Après la première romance, Capi avait recommencé sa quête, et j’avais vu avec surprise que la belle dame n’avait rien mis dans la sébile.
Quand mon maître eut achevé l’air de Richard, elle me fit un signe de main, et je m’approchai d’elle.
— Je voudrais parler à votre maître, me dit-elle. Cela m’étonna un peu que cette belle dame voulût parler à mon maître. Elle aurait mieux fait, selon moi, de mettre son offrande dans la sébile ; cependant j’allai transmettre ce désir ainsi exprimé à Vitalis, et pendant ce temps Capi revint près de nous.
La seconde quête avait été encore moins productive que la première.
— Que me veut cette dame ? demanda Vitalis.
— Vous parler.
— Je n’ai rien à lui dire.
— Elle n’a rien donné à Capi ; elle veut peut-être lui donner maintenant.
— Alors, c’est à Capi d’aller à elle et non à moi.

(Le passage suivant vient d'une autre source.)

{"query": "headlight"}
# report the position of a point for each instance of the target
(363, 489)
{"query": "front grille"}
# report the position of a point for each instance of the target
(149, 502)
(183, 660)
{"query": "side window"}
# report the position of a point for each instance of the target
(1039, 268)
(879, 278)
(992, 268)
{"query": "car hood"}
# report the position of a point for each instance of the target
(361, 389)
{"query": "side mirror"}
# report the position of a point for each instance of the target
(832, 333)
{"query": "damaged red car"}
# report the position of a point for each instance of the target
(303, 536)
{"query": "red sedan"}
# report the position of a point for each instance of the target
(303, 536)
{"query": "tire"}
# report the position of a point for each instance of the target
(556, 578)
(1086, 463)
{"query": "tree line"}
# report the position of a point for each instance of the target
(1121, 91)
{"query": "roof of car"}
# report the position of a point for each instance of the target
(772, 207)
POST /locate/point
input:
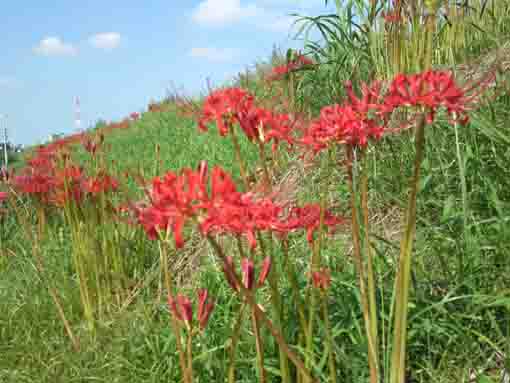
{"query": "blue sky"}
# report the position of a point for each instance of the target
(116, 56)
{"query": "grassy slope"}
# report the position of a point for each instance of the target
(458, 320)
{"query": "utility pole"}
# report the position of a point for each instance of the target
(77, 114)
(6, 156)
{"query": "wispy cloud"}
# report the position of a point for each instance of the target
(221, 12)
(54, 46)
(213, 54)
(105, 41)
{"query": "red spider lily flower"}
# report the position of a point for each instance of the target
(321, 279)
(248, 272)
(5, 174)
(205, 308)
(91, 146)
(308, 217)
(241, 215)
(229, 265)
(430, 89)
(173, 201)
(182, 309)
(35, 184)
(266, 269)
(353, 123)
(185, 307)
(172, 305)
(102, 183)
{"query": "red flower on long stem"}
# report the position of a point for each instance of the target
(430, 89)
(321, 279)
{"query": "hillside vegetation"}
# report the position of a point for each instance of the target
(338, 272)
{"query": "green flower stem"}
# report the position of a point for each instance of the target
(465, 201)
(262, 156)
(397, 372)
(291, 275)
(259, 346)
(370, 261)
(235, 338)
(356, 238)
(39, 266)
(329, 339)
(175, 326)
(237, 149)
(398, 357)
(275, 300)
(189, 352)
(260, 313)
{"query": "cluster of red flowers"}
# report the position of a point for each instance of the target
(52, 184)
(299, 62)
(361, 119)
(177, 199)
(236, 106)
(321, 279)
(153, 107)
(182, 310)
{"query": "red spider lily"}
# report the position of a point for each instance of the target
(247, 273)
(430, 89)
(240, 214)
(5, 174)
(321, 279)
(38, 185)
(92, 146)
(205, 307)
(353, 123)
(308, 217)
(182, 309)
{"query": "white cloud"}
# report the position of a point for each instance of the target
(54, 46)
(213, 54)
(106, 41)
(220, 12)
(302, 4)
(278, 23)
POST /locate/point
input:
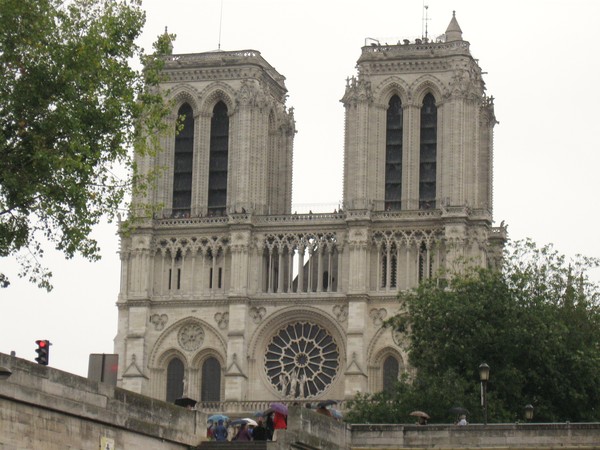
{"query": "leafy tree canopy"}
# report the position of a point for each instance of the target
(535, 323)
(71, 110)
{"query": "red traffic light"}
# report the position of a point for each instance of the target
(43, 352)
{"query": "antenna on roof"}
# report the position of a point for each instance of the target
(425, 20)
(220, 23)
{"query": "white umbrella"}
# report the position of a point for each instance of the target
(250, 421)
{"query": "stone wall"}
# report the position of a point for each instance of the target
(45, 408)
(564, 435)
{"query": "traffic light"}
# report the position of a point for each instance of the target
(43, 352)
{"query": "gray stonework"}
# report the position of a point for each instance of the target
(45, 408)
(219, 289)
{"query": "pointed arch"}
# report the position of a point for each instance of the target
(163, 347)
(184, 93)
(427, 84)
(175, 376)
(428, 153)
(183, 162)
(389, 87)
(393, 154)
(214, 93)
(218, 160)
(210, 363)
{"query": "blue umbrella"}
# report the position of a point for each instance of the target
(216, 417)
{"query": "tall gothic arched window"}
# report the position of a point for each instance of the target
(428, 154)
(391, 371)
(219, 146)
(393, 155)
(175, 374)
(184, 154)
(211, 381)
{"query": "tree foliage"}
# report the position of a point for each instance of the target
(535, 323)
(72, 108)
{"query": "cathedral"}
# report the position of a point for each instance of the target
(228, 295)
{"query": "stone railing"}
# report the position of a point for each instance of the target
(376, 51)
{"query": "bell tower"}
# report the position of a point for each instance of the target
(418, 128)
(234, 150)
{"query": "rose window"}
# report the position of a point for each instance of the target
(302, 360)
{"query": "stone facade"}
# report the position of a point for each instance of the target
(228, 296)
(45, 408)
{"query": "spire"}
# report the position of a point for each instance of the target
(453, 32)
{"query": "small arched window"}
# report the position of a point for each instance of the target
(211, 381)
(184, 154)
(175, 374)
(391, 371)
(428, 154)
(393, 155)
(219, 147)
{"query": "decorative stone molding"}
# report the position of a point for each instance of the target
(222, 320)
(190, 336)
(378, 316)
(257, 313)
(159, 321)
(340, 312)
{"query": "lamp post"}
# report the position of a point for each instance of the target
(5, 372)
(484, 376)
(528, 412)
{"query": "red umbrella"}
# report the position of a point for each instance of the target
(279, 407)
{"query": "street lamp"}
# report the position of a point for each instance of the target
(484, 376)
(528, 412)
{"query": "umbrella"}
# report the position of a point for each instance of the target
(337, 414)
(250, 421)
(326, 403)
(459, 410)
(185, 402)
(279, 407)
(419, 414)
(215, 418)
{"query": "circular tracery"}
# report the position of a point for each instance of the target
(301, 360)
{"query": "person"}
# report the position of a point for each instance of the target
(210, 431)
(260, 432)
(243, 434)
(270, 426)
(220, 432)
(323, 410)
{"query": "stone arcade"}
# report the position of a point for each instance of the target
(228, 296)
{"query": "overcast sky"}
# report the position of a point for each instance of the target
(542, 68)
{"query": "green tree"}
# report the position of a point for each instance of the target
(535, 323)
(72, 108)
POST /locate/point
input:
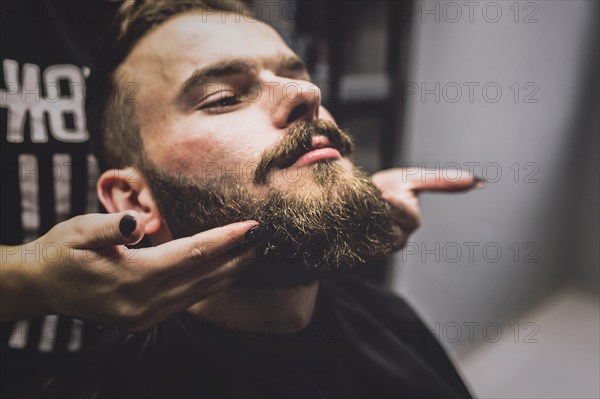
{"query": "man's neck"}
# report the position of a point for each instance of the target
(241, 307)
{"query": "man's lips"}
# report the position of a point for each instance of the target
(320, 149)
(316, 155)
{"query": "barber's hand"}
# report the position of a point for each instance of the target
(86, 271)
(400, 188)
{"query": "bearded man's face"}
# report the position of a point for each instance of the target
(233, 130)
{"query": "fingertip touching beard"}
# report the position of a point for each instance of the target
(340, 223)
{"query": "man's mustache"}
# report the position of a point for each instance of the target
(297, 142)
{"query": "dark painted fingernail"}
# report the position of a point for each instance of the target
(480, 182)
(127, 225)
(256, 233)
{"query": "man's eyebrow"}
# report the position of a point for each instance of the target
(231, 67)
(211, 72)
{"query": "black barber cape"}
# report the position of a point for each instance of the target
(361, 342)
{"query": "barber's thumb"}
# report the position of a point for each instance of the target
(106, 230)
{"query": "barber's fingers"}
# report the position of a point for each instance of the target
(96, 231)
(196, 281)
(177, 256)
(420, 180)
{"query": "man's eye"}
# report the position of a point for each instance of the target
(222, 102)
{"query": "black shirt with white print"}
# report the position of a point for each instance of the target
(48, 173)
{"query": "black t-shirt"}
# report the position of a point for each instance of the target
(361, 342)
(47, 171)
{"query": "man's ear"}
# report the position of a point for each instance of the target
(125, 189)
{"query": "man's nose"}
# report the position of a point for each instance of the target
(298, 100)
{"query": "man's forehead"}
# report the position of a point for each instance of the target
(194, 40)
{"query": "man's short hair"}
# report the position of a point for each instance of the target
(110, 99)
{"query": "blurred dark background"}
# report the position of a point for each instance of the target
(507, 277)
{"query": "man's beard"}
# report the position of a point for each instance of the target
(341, 223)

Cependant il se décida, mais en prenant Capi avec lui.
Je les suivis.
Pendant ce temps un domestique portant une lanterne et une couverture, était venu se placer près de la dame et de l’enfant.
Vitalis s’était approché et avait salué, mais froidement.
— Pardonnez-moi de vous avoir dérangé, dit la dame, mais j’ai voulu vous féliciter.
Vitalis s’inclina sans répliquer un seul mot.
— Je suis musicienne, continua la dame, c’est vous dire combien je suis sensible à un grand talent comme le vôtre.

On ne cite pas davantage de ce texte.